Planned Parenthood Northern California, which operates 17 clinics, began hiring and expanding appointments and telehealth months before Dobbs. It was in part to prepare for an overturn of Roe, and in part a realization that demand for women’s health care had built up during the pandemic, said Dr. Sara Kennedy, its chief operating and medical officer. It also started a program to cover the cost of abortion for patients who needed it.

She called the resulting increase “very dramatic”: Medication abortions increased 25 percent in the year after Dobbs, and procedural abortions 18 percent.

In New York, patients have flown from Texas, Florida and Georgia, said Chelsea Williams-Diggs, interim executive director of the New York Abortion Access Fund. Even if New York City clinics, for example, aren’t close, there are many flights, and patients may know family or friends in the region.

“When we think about the people needing to travel and needing financial support, we’re thinking about Black and brown folks, immigrants, and a lot of those people have connections to New York,” she said. “We hear that all the time: ‘My cousin or auntie lives here.’”

She was surprised to also see an increase in New Yorkers asking for assistance. In rural parts of the state, she said, clinics can be far and often don’t perform abortions past the first trimester, but even in New York City, calls have increased.
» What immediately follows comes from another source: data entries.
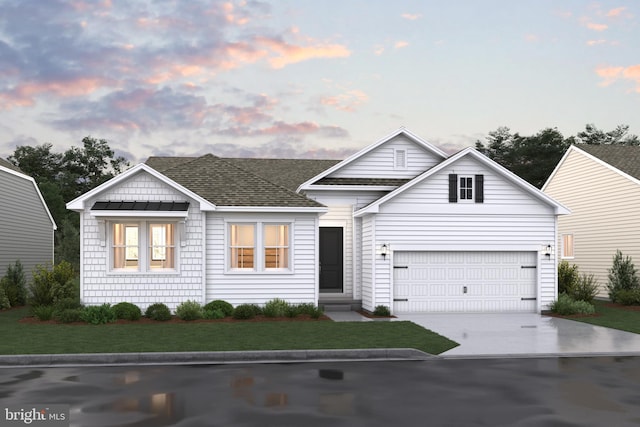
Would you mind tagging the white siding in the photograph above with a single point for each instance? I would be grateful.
(143, 289)
(379, 163)
(605, 209)
(298, 286)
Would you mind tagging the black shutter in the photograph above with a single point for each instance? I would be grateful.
(453, 188)
(479, 188)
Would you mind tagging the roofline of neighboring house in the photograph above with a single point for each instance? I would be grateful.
(469, 151)
(591, 157)
(426, 145)
(35, 185)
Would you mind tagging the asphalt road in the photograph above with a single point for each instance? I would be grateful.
(602, 391)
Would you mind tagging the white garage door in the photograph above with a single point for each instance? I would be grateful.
(464, 282)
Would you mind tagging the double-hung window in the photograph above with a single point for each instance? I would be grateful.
(143, 246)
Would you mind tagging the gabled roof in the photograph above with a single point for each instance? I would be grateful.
(401, 131)
(470, 151)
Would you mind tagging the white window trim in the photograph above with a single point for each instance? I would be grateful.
(258, 262)
(144, 249)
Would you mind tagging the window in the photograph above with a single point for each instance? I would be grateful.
(276, 246)
(567, 246)
(242, 246)
(466, 188)
(129, 240)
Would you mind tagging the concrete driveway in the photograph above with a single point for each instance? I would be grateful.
(524, 334)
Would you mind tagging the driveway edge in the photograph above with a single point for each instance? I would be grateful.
(213, 358)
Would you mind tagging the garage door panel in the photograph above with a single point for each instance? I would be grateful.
(436, 281)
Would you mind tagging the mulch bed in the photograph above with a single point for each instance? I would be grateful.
(174, 319)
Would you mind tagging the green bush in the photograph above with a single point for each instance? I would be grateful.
(627, 297)
(69, 315)
(566, 306)
(213, 313)
(127, 311)
(14, 285)
(622, 275)
(382, 310)
(43, 312)
(568, 276)
(158, 311)
(98, 314)
(246, 311)
(225, 307)
(275, 308)
(189, 310)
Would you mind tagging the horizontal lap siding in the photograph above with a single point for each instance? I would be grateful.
(379, 163)
(99, 286)
(604, 215)
(258, 288)
(26, 231)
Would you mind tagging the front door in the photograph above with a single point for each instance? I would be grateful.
(331, 263)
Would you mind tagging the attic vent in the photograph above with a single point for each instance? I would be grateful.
(400, 159)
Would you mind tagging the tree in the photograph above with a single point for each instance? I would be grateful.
(619, 136)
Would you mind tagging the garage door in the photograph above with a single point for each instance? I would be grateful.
(464, 282)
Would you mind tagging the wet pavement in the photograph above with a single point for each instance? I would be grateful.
(595, 391)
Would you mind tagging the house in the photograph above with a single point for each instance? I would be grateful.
(26, 226)
(601, 186)
(400, 224)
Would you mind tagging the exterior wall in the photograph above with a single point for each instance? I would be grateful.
(297, 286)
(99, 285)
(604, 214)
(379, 163)
(422, 219)
(26, 231)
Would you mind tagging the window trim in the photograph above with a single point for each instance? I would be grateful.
(144, 246)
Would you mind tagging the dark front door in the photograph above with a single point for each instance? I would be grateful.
(331, 259)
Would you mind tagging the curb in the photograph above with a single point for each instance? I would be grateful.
(213, 358)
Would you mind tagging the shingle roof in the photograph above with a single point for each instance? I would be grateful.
(225, 184)
(623, 157)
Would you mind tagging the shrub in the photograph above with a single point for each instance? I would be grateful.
(585, 289)
(225, 307)
(565, 306)
(627, 297)
(622, 275)
(69, 315)
(275, 308)
(14, 284)
(158, 311)
(382, 310)
(246, 311)
(189, 310)
(43, 312)
(127, 311)
(98, 314)
(567, 277)
(213, 313)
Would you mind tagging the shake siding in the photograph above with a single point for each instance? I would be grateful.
(605, 215)
(298, 286)
(379, 163)
(143, 289)
(26, 231)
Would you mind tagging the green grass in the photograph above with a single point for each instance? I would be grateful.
(611, 317)
(22, 338)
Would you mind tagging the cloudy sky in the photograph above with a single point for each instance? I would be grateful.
(303, 78)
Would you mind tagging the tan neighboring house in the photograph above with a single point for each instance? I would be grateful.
(600, 184)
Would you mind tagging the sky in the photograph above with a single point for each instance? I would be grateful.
(310, 79)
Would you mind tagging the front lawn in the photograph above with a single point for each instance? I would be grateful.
(24, 338)
(613, 317)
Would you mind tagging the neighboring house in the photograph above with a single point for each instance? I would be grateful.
(399, 224)
(601, 186)
(26, 226)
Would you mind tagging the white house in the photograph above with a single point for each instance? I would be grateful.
(399, 224)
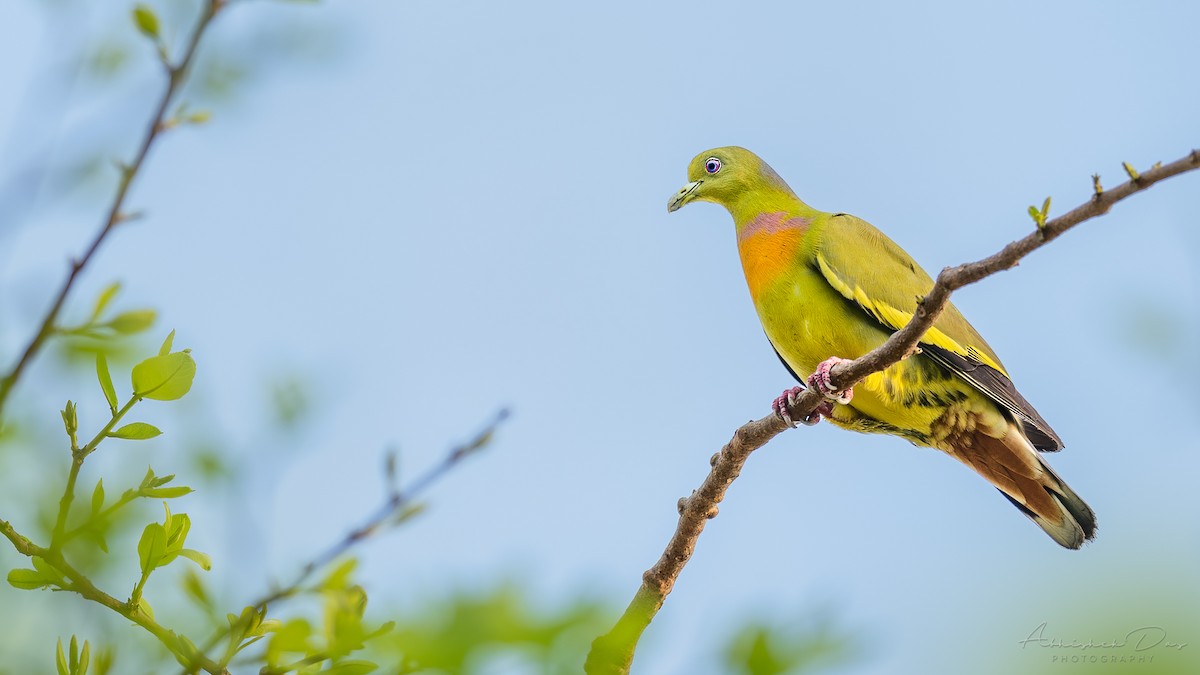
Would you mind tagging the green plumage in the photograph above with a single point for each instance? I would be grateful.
(832, 285)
She attributes it to publicity — policymakers talking about abortion, celebrities sharing their abortion stories and billboards advertising ways to find one.
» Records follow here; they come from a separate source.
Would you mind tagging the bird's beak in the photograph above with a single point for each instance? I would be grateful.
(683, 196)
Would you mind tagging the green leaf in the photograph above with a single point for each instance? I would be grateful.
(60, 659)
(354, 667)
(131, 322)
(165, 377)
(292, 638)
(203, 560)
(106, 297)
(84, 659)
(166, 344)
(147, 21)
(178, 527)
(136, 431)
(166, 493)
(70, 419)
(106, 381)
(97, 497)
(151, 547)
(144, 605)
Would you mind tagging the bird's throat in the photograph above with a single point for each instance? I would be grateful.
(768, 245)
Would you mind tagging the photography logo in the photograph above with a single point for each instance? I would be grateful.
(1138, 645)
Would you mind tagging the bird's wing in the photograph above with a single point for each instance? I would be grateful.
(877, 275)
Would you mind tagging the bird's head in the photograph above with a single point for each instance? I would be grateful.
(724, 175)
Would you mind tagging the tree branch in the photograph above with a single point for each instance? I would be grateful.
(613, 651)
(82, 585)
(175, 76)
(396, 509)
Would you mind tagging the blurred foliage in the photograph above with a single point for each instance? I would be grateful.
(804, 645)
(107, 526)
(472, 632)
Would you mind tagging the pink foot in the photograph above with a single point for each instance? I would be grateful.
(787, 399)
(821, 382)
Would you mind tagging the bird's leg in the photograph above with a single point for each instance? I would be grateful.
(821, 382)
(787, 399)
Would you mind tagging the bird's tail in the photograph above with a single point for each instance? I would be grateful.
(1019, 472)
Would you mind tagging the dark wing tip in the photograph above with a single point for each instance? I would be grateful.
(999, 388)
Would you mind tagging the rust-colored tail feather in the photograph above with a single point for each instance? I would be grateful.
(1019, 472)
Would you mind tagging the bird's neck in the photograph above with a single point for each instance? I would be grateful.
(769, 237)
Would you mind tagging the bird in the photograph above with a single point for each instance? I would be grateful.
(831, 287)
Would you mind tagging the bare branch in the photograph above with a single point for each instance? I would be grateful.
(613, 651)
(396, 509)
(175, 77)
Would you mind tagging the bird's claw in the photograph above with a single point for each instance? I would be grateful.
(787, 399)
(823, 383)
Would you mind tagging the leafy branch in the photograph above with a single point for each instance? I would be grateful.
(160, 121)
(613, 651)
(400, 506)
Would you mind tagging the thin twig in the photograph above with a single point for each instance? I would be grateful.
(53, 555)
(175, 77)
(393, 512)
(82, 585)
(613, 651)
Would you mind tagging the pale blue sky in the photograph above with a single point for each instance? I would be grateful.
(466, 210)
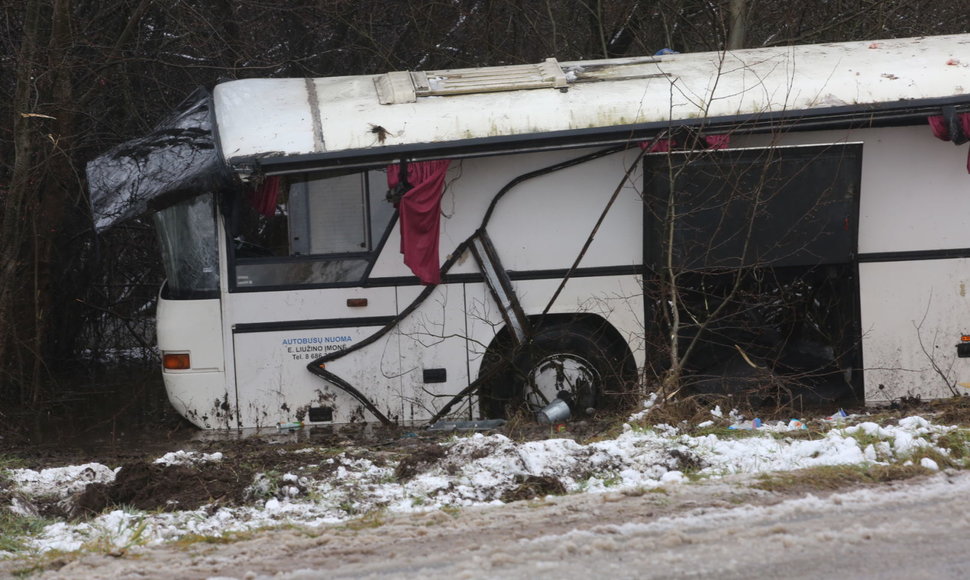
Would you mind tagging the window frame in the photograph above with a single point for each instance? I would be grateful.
(232, 220)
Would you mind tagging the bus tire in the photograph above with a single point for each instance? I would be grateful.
(584, 362)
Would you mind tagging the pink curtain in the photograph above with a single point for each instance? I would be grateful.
(941, 130)
(420, 213)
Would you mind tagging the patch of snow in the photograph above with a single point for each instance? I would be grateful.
(477, 470)
(187, 457)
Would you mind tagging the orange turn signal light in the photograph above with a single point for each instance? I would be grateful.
(176, 361)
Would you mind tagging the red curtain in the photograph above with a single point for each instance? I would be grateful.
(941, 130)
(420, 213)
(264, 197)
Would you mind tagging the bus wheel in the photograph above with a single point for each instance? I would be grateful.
(566, 358)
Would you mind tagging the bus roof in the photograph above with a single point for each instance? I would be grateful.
(287, 123)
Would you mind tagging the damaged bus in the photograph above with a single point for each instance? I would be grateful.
(418, 245)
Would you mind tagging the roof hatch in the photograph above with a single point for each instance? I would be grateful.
(405, 87)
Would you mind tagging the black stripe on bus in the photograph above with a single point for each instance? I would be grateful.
(914, 255)
(321, 324)
(469, 278)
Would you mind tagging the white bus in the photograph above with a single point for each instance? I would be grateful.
(409, 246)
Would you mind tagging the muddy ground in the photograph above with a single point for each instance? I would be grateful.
(359, 547)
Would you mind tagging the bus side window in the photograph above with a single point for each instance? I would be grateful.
(325, 230)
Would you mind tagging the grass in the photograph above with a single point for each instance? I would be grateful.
(957, 442)
(18, 529)
(833, 477)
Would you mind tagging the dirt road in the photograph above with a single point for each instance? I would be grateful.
(717, 529)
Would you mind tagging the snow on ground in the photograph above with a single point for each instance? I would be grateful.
(475, 470)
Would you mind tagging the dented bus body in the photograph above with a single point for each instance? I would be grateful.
(541, 211)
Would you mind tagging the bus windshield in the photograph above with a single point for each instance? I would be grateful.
(190, 251)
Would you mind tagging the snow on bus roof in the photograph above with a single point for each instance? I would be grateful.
(282, 118)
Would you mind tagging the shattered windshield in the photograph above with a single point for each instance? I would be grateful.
(190, 250)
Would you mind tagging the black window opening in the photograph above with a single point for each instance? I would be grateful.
(317, 230)
(760, 247)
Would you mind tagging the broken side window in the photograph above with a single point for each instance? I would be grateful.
(316, 229)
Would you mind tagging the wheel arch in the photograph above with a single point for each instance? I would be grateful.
(502, 350)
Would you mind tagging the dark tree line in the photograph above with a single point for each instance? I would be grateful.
(77, 77)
“We’re seeing resident New Yorkers who are saying, ‘I thought we didn’t have any options,’” she said. “People didn’t know abortion funds existed.”

Since Dobbs, 20 states and Washington, D.C., have passed laws improving access to abortion and protecting providers and patients. California eliminated out-of-pocket costs for abortion care, and Oregon invested $15 million to open new clinics and pay for people to travel from out of state. Some states allowed nurse practitioners and physician assistants to do abortions.

Another contributor to the apparent increase is something that preceded Dobbs: the legalization of telemedicine abortion. The Food and Drug Administration began allowing providers to mail pills without an in-person visit when health care offices closed early in the pandemic, and made the policy permanent in December 2021.

In response, start-ups opened to provide abortions this way to women in states where it is legal. Some prescribe pills based only on an intake form. They charge as little as $150, compared with $500 to $800 for a medication abortion at a clinic.

Existing clinics, including many Planned Parenthood affiliates, also began offering telemedicine abortions. Some primary care providers now prescribe abortion pills, and since January, retail pharmacies have been able to dispense them.

More recently, women in states with bans have also been able to order the pills because of shield laws that protect providers that prescribe and mail pills to such patients. After the period covered in the report, at least two, Aid Access and the Massachusetts Medication Abortion Access Project, began prescribing and mailing pills to patients in all 50 states.

Even as abortion access has expanded in some ways, so have limitations. Several states have banned or restricted abortion in recent months, and others, like Florida, are poised to impose further limitations. At the federal level, a case making its way through courts could ban the mailing of one of the two abortion pills. And abortion funds say that after a surge of post-Dobbs donations, fund-raising has tapered off.

“Folks came together and did the best they could to make sure they could see as many patients as possible,” said Danika Severino Wynn, vice president for access and care at Planned Parenthood Federation of America. She described the current system as held together with Band-Aids: “I don’t feel confident that we’re in a space where we can say, ‘Oh, we subverted a crisis.’”

Allison McCann contributed reporting.